Discovery Files

Democratizing data: Discovering data use and value for research and policy

Harvard Data Science Review spotlights NCSES-supported pilot

Data access and discovery continue to be topics of great interest across the federal data ecosystem. The National Center for Science and Engineering Statistics (NCSES) within the U.S. National Science Foundation supported a pilot study seeking to understand how public data are being used in research publications, possibly enabling the government to make more transparent, informed decisions about public investments. This project, the "Democratizing Data Search and Discovery Platform," was the subject of a recent special issue of the Harvard Data Science Review, which highlighted the findings, successes and lessons learned from the pilot and explored the potential of technology and artificial intelligence to build on these initial efforts. 

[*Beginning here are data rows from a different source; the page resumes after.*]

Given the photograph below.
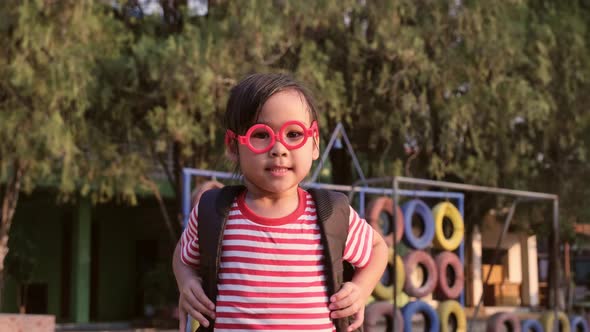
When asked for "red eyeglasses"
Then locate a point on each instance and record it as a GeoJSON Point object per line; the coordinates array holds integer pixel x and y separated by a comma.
{"type": "Point", "coordinates": [260, 138]}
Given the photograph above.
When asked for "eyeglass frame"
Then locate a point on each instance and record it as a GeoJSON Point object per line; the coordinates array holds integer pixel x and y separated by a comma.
{"type": "Point", "coordinates": [244, 139]}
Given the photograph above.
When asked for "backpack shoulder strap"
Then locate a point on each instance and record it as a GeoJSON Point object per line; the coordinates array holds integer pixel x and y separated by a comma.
{"type": "Point", "coordinates": [333, 213]}
{"type": "Point", "coordinates": [213, 208]}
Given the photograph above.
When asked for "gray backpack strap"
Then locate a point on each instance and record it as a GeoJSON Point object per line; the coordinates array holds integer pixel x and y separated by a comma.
{"type": "Point", "coordinates": [213, 208]}
{"type": "Point", "coordinates": [333, 212]}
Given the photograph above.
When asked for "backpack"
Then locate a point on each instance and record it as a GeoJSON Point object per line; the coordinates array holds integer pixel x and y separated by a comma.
{"type": "Point", "coordinates": [332, 209]}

As part of the special issue, NCSES Director Emilda Rivers and Science Advisor May Aydin co-authored an article that discusses the potential for using AI to classify data sets, a particular challenge at NCSES, where data labels do not always map to the agency's mission categories. Natural language processing, semantic analysis and machine learning could potentially be used to develop different sets of metadata topic labels for different needs.

Rivers, alongside the three other agency heads who participated in the pilot study, sat down for a fireside chat, hosted by former U.S. Chief Statistician Nancy Potok, to explore the significance of understanding data used to inform decision-making. 

"It's very important for us that we're able to talk about where our data are being used and how they are meeting the needs of not only NCSES, but the National Science Board and the National Science Foundation," Rivers said during the fireside chat. "[Data from the pilot] can provide a lot of insights into the type of audiences that both we reach and those that we don't."